Вчера вечером он несколько раз звонил жене. И сегодня утром тоже. Она не сняла трубку. Осталась глуха к его призывам. Если он ждал снисхождения, отпущения грехов, то зря. Она вынесла приговор, даже не выслушав объяснений, не дав возможности попросить прощения. Отшвырнула, отреклась от него, отняла всякую надежду.
И в этот момент Тома кажется, что он заслуживает бóльшего презрения, чем последний подонок, и что именно так к нему и относятся. Как к ничтожеству, которое хуже дерьма. Нечто, ставшее ненужным, – с истрепавшимися бинтами на запястьях, обгаженными штанами, щетиной на подбородке в тех местах, которые он обычно подбривает, и с темными кругами под глазами, подчеркивающими угрюмость взгляда.
«Можно подумать, ты вены себе вскрыть пытался!»
Голос Софи Шене звучит в голове, перекривляемый мириадами глумливых чертенят. Сидя на кровати с Библией на коленях и вытянутыми вдоль тела руками, он напоминает героя картины Эдварда Хоппера.

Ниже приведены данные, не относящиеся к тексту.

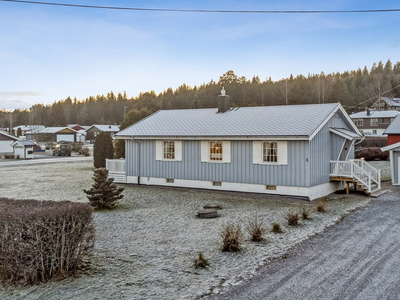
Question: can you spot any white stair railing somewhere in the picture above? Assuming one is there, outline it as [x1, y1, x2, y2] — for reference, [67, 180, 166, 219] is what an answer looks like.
[331, 159, 381, 193]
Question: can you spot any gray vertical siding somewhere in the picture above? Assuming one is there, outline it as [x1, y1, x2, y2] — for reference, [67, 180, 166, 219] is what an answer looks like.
[310, 112, 354, 186]
[125, 113, 354, 187]
[126, 140, 310, 187]
[390, 148, 400, 184]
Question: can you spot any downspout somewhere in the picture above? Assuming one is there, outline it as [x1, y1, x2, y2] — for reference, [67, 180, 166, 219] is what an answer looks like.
[132, 136, 140, 185]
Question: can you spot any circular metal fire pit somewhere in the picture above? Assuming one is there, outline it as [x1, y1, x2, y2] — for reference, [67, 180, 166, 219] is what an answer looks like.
[197, 209, 218, 219]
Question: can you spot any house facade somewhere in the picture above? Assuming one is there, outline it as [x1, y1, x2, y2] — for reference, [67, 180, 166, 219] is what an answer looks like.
[0, 130, 18, 154]
[372, 97, 400, 111]
[26, 127, 77, 143]
[383, 116, 400, 146]
[86, 125, 119, 141]
[350, 109, 400, 137]
[109, 96, 368, 199]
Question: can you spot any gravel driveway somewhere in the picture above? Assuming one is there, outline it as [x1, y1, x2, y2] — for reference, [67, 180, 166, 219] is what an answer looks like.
[211, 182, 400, 300]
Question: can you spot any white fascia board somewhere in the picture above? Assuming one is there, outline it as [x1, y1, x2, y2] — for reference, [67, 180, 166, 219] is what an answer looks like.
[309, 103, 362, 141]
[329, 128, 362, 140]
[125, 136, 309, 141]
[381, 142, 400, 151]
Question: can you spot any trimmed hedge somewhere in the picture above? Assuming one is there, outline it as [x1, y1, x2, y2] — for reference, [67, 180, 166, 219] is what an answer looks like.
[0, 198, 94, 284]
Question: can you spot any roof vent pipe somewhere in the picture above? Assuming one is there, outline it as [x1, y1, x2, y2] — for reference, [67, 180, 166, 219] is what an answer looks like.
[218, 87, 229, 113]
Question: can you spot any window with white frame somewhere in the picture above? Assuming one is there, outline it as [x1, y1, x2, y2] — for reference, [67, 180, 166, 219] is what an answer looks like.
[253, 141, 288, 165]
[354, 119, 364, 126]
[156, 140, 182, 161]
[370, 118, 378, 126]
[164, 141, 175, 159]
[210, 141, 222, 161]
[263, 142, 278, 162]
[200, 140, 231, 163]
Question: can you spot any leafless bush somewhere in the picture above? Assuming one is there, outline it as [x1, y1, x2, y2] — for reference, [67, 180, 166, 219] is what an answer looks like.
[193, 252, 210, 269]
[246, 217, 265, 242]
[221, 223, 243, 252]
[272, 223, 282, 233]
[285, 209, 299, 226]
[0, 198, 94, 284]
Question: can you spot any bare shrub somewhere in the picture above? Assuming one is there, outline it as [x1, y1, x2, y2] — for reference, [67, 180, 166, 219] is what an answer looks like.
[193, 252, 210, 269]
[272, 223, 282, 233]
[0, 198, 94, 284]
[221, 223, 243, 252]
[317, 200, 326, 213]
[285, 209, 300, 226]
[246, 217, 265, 242]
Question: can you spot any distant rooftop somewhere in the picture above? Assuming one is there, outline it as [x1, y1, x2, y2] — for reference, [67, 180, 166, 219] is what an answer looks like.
[350, 109, 400, 119]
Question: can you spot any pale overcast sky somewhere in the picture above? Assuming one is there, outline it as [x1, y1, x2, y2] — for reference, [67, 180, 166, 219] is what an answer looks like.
[0, 0, 400, 110]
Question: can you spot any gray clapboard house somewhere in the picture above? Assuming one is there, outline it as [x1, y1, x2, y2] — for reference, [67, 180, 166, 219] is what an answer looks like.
[107, 95, 380, 200]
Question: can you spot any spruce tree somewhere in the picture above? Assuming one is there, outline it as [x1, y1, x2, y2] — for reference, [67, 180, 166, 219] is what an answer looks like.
[83, 168, 124, 209]
[93, 132, 114, 168]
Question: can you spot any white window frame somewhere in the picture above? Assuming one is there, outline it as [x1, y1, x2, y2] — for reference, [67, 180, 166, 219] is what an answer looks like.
[201, 140, 231, 163]
[354, 119, 364, 126]
[156, 140, 182, 161]
[253, 140, 288, 165]
[262, 141, 278, 163]
[163, 141, 175, 160]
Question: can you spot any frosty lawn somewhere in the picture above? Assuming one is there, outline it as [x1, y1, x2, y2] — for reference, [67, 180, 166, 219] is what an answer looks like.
[0, 162, 370, 299]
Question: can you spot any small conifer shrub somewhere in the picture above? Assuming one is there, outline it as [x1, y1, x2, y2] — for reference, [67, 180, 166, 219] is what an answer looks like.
[83, 168, 124, 209]
[193, 252, 210, 269]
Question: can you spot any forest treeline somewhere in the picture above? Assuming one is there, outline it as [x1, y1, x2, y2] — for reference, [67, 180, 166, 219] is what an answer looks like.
[0, 60, 400, 128]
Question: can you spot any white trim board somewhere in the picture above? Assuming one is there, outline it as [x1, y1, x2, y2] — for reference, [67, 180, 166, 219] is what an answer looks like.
[126, 176, 340, 200]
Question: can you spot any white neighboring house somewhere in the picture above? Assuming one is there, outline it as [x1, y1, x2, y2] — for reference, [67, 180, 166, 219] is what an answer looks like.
[0, 130, 18, 154]
[350, 109, 400, 137]
[12, 140, 36, 159]
[13, 125, 45, 135]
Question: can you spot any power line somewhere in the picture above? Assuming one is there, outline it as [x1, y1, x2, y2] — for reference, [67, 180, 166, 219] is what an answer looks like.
[0, 0, 400, 14]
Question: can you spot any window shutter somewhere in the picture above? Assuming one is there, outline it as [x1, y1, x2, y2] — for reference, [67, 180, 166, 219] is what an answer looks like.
[175, 141, 182, 161]
[156, 141, 164, 160]
[278, 141, 287, 165]
[253, 141, 262, 164]
[222, 141, 231, 163]
[201, 141, 210, 162]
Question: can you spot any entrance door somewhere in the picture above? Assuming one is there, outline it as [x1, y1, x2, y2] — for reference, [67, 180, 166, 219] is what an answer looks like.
[338, 139, 353, 161]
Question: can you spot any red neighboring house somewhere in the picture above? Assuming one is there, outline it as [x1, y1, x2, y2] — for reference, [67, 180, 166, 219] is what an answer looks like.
[383, 115, 400, 146]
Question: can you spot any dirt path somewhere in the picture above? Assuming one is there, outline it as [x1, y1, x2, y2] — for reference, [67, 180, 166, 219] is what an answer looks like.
[210, 188, 400, 300]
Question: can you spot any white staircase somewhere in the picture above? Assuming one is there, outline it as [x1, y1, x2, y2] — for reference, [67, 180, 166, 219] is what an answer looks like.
[331, 159, 381, 195]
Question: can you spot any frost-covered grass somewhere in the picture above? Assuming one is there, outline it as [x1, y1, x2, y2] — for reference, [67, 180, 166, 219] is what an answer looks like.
[0, 162, 369, 299]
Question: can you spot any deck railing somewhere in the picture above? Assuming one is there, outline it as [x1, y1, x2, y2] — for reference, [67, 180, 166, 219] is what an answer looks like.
[331, 159, 381, 192]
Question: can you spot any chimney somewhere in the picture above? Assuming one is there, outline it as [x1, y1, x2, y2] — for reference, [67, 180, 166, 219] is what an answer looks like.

И вдруг он медленно встает, прижимает книгу к сердцу и направляется к окну. Распахивает обе створки и смотрит вниз.
Пять этажей между ним и тротуаром.
Кажется, это так просто…
Забыться на секунду. Не насиловать себя, а просто отпустить. Отдаться головокружению. Сложить оружие. Уронить…
Глядя перед собой невидящими глазами, Тома наклоняется ниже.
Делает глубокий вдох.
И широким жестом швыряет Библию в пустоту.
Падая, томик открывается – на мгновение, как птица, расправившая крылья. Словно застывает в невесомости на долю секунды, как будто хочет взлететь. И тут же, схваченный безжалостной гравитацией, кубарем летит вдоль стены вниз и жалобно распластывается на земле.